We all thought 400 cc inline four engines in tiny, sporty bikes had gone the way of the dodo. When it comes to Chinese tech, though, apparently what’s old is new again.

Headquartered in Lhasa, Tibet and with business divisions in Chongqing, Tibet Everest (Summit) Colove Motorcycle Co., Ltd already has a couple of adventure bikes, scramblers, rally (dirt) bikes and a naked sportbike in its lineup, but these are all small (by western standards) twins. The inline four is an entirely new development.

Word is, this four-stroke  little-engine-that-could, at 399 cc, puts out 74 horsepower at 13.5k rpm and 32.5 pound-feet of torque just before that, at 12k. Its big bore and short stroke allow for a very high redline. Note that when I say “big bore” here it’s 59 mm, about the size of a lime slice. Its finger-follower valve gears (instead of shim and bucket) allow for a more compact head design, less moving weight and a more aggressive cam profile. This means that higher redline engine remains reliable. Side note: If someone out there has done a valve clearance check and shim replacement on a finger-follower design I’d love to hear all about it.

The Tiny Inline Four Experience

If you’ve been riding a while you probably remember the small-displacement inline fours of our youth, and maybe you rode one. Their high redline, tiny flywheels and bottlecap pistons meant they were real screamers. It always took a moment, especially if you also had something with, for instance, a V-twin in the stable, to remember the little four loved to be wound up. You weren’t hurting it, those were screams of pleasure coming from between your legs. And yes, if you’ve never ridden a tiny-displacement inline-four racing motorcycle, go find someone who still owns a Bandit 400, or a CBR400R, or a FZR400, and will let you ride it for a day.

Even Smaller?

There are places in the world (like the Asian market) where even a 400cc motorcycle is too big. It’s not the displacement, apparently; it’s the tax and licensing burden. Enter Kawasaki’s new(ish) ZX25R. Similarly to the Colove powerplant, it sports an inline four, but this one’s even tinier at 250cc. The engine internals must be breathtakingly adorable.

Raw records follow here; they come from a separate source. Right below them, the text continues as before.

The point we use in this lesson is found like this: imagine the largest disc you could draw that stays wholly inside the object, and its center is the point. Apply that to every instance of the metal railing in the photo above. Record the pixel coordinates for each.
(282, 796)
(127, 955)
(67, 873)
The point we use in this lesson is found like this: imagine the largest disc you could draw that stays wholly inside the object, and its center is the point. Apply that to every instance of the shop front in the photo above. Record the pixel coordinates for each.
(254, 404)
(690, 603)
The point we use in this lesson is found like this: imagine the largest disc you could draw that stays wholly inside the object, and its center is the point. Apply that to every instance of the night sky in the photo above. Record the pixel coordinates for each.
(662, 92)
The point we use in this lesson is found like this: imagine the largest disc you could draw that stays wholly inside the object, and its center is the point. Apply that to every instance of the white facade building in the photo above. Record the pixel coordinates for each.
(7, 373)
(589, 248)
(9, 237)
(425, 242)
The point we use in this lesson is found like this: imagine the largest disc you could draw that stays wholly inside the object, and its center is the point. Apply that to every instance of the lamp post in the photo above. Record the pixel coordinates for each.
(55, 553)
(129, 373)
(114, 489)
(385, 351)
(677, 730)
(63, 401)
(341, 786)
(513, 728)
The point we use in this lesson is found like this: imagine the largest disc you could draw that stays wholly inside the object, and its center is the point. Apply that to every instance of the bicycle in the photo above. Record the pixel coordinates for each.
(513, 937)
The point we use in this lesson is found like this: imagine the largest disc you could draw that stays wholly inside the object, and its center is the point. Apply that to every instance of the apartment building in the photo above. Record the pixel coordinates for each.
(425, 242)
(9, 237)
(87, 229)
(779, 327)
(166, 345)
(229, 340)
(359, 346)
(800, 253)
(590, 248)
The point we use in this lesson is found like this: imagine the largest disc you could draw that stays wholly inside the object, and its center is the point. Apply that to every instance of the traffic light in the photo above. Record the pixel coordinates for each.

Here’s a fabulous video that’s mostly motorcycle noises. Keep in mind that the bike has a Yoshimura exhaust mounted. Still, with its 17,000RPM redline, it is reminiscent of 2-stroke MotoGP bikes of old. If these noises don’t give you a shiver, I’m going to recommend you dig up some early MotoGP videos to watch. 

Can I Buy One?

These little fours are currently restricted to Asian markets, and North America won’t see them anytime soon. The preponderance of twins in today’s markets isn’t a bad thing, though. All of us have an embarrassment of riches in the sheer variety of bikes available right now. But tiny-displacement bikes are their own kind of fun, and entirely different from anything else. Their unique internal combustion symphony remains unreplicated, and their extremely zippy engines reward precise shifts.

Will they generate enough interest to make it into the global market? Perhaps Colove’s cute little powerplant will be available as a crate engine, or they’ll supply some other manufacturer with cheap Chinese motors. In the “About Us” section of the Colove website, the company details their beginnings as well as a business partnership with KYMCO, which recently invested heavily in LiveWire. If we can draw a kind-of-straight if slightly-dotted line from Colove in Tibet to Milwaukee, who is to say what’s next?